Except Bradford didn't write that. Someone—we don't know who—fabricated this "proclamation" in the late 20th century. (And the "first Thanksgiving" actually happened in 1621, anyway.) Yet quotes from Bradford's "proclamation" circulate around the internet and appear in books such as 48 Liberal Lies About American History and Sermon Outlines for Busy Pastors. Surviving records from the Pilgrims actually tell us little about the "first Thanksgiving," tempting folks to fill in details where they don't exist. In this, the Pilgrims join a long line of historical characters that Americans—and especially some evangelicals—have attempted to form in their own image.

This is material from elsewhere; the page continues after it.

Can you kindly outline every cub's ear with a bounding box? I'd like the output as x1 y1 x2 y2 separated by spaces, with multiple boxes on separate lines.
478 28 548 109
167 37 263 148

In The First Thanksgiving: What the Real Story Tells Us About Loving God and Learning from History, Robert Tracy McKenzie takes the historical challenges posed by the Pilgrims as his starting point. I cannot recall ever reading a book quite like The First Thanksgiving. It is an entertaining retelling of a seminal moment in American history—and a remarkable reflection on how Christians should handle history in general.
American evangelicals seem to have reached a crisis point over the study of history, especially the history of the American founding. For decades, many evangelicals have turned to popular history writers who have presented America, especially of the colonial and Revolutionary era, as a straightforwardly Christian nation. In response, a respected cohort of academic evangelical historians, led by Mark Noll and George Marsden (my doctoral advisor), have concurrently mapped out a more complex view of religion's importance in American history.
While those academic evangelicals at least implicitly disagreed with parts of the "Christian America" thesis, they have struggled to compete with the popular audience won by writers such as Peter Marshall and, most controversially, David Barton. Barton's recent book, The Jefferson Lies, which presented Thomas Jefferson as embracing relatively orthodox Christian views until late in life, unleashed an unprecedented torrent of evangelical and conservative criticism, precipitating the decision by Barton's publisher, Thomas Nelson, to pull the book from distribution in 2012. (I covered the controversy over The Jefferson Lies for WORLD magazine.)
McKenzie, professor and chair of the history department at Wheaton College, may not resolve the academic/popular rift in evangelical history, but The First Thanksgiving is a promising step forward. Written for a popular audience, the book is a great choice for anyone wanting a reliable history of what we know—and what we don't—about the Pilgrim Fathers.